The global economy is now facing the twin headwind of sovereign crisis in Europe and a slowing Chinese economy. With the Chinese CPI touching 2.8% and close to the 3% rate which is supposed to trigger emergency measures like rate hike.
Question though is, in a highly overheated economy, is the Chinese inflation really as low? Despite having several control mechanisms and administered pricing regime, Chinese inflation is spiraling and the people are unwilling to accept the official data.
While the Chinese CPI is below 3%, the PPI numbers are more than double.
But, even that might not explain. If we use the difference between the growth rate of nominal GDP and the growth rate of real GDP, one can arrive at some proxy for inflation and the numbers look interesting. With the Q1’10 number released recently, the differential stood at a whopping 12.2%.
Data sources: National Bureau of Statistics, China
Do investors care as much for soveregin rating? An interesting tidbit.
Last week Russia issue Eurobond worth as much as USD5.5 bn and it sailed through despite a rating of a mere BBB. In comparison Greece is BBB-, Portugal AA and Spain AAA. One is free to infer from this. what say you?

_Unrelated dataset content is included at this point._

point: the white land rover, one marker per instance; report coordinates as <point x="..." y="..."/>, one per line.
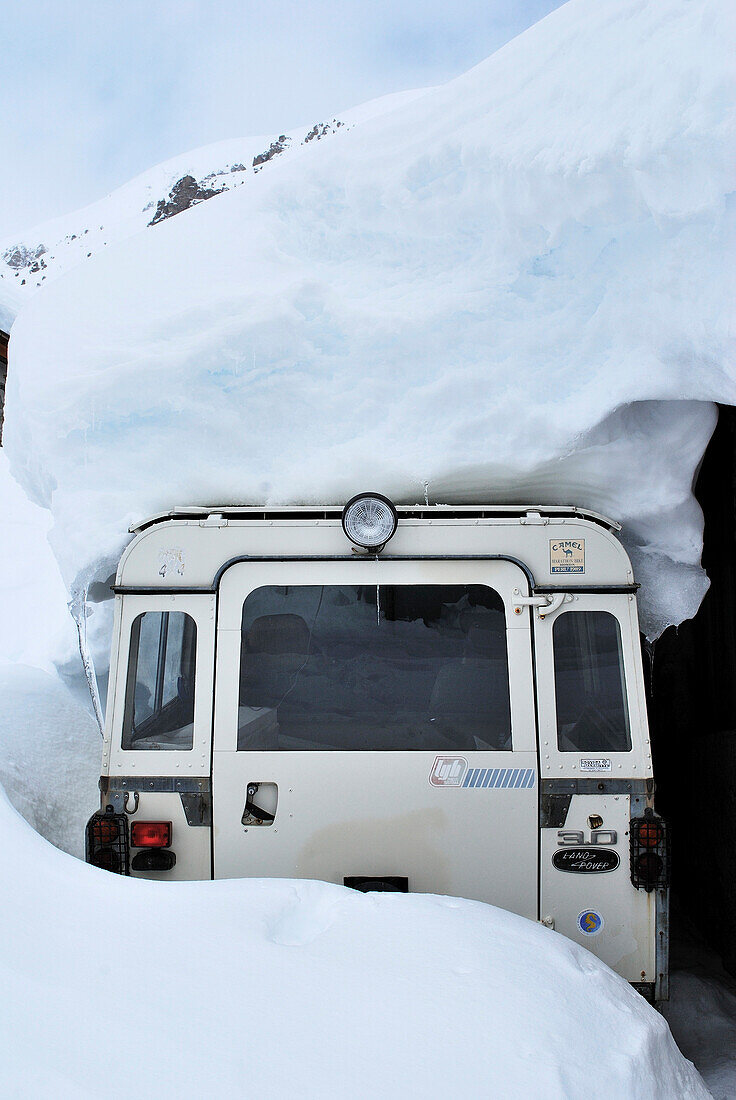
<point x="431" y="699"/>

The March income and spending data showed a jump of 0.3% and 0.6% respectively. With rising spending, the US Savings Rate fell to 2.7% from 3%, which is now at an 18 month low. This, apparently, is an indication of rising consumer confidence. As consumers started buying (read it as base effect), aided by tax refunds, savings dipped. Whether this is sustainable, only time will tell. More so, because the home buyer credit finally ended on 30th April, after enjoying an extended run. Clearly, the run up is being pumped by steroids like tax refund, ultra low interest rates, purchase benefits etc.

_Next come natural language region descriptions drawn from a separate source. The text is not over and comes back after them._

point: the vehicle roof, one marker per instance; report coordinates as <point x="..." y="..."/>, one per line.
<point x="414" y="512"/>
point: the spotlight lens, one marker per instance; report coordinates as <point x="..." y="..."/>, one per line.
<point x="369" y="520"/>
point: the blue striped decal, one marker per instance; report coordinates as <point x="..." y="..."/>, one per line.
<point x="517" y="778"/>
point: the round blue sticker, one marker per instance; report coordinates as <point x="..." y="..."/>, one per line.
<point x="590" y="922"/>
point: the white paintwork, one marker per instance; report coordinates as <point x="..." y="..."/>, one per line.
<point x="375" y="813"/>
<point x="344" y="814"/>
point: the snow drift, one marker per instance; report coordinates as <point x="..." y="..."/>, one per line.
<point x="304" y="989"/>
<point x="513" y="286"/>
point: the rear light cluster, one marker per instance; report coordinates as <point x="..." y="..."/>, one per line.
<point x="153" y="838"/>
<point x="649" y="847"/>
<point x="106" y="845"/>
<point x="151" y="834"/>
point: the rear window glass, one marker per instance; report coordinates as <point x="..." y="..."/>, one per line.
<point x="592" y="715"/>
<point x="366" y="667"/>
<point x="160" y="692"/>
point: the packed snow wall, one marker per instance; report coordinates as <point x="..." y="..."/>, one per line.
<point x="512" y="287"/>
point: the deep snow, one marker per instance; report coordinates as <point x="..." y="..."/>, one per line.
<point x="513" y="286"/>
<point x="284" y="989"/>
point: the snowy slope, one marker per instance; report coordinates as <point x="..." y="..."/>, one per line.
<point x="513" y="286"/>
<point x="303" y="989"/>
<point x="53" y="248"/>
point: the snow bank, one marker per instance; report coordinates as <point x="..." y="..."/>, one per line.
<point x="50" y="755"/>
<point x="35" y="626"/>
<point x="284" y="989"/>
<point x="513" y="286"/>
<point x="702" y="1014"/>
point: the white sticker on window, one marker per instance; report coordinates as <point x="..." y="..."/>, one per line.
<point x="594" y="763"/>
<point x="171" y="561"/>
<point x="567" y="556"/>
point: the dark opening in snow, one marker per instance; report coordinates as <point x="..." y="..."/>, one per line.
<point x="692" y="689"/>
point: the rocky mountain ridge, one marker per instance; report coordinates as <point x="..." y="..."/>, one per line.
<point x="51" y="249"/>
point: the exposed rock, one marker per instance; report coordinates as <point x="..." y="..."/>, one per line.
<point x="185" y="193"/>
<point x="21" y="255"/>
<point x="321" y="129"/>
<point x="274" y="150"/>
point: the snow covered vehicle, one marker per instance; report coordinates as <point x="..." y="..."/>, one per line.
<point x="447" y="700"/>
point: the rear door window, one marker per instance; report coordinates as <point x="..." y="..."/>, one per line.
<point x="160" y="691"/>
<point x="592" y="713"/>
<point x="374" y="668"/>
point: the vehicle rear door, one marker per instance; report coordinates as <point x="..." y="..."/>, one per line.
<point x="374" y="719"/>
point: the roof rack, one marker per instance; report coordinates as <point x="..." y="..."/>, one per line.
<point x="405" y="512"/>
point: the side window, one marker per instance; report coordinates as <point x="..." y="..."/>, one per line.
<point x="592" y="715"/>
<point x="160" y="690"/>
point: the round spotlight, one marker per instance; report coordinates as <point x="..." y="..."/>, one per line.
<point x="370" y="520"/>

Problem is, employment growth is hardly visible and, as a result, income growth remains muted. While the issues mentioned above are contributing to falling savings, the impact will be disastrous for the over-leveraged US consumers in the long run, although the short term impact might be seen as positive.
Lets point to the housing market for the time being. According to the Northwestern University researchers, 31% of all U.S. foreclosures last month were initiated by homeowners who were is a mess but nonetheless could keep with their payments. That compares with 22% the same month last year. According to First American Corelogic, their House Price Index or HPI forecast turned less optimistic in the latest update, showing a softer recovery than in previous forecasts. Their forecasts for the inventory of homes for sale have risen as interest rates are expected to rise, tax credits expire, and slower than expected sales over the winter due to the weather. Collectively these effects act to contract demand (put downward pressure on prices).
If indeed house prices soften as expected and over enthusiastic equity prices start to adjust, another blow to consumer spending is expected, unless there is a dramatic increase in employment. To me, this is not going to happen. It would make sense to consider the current spurt as an aberration.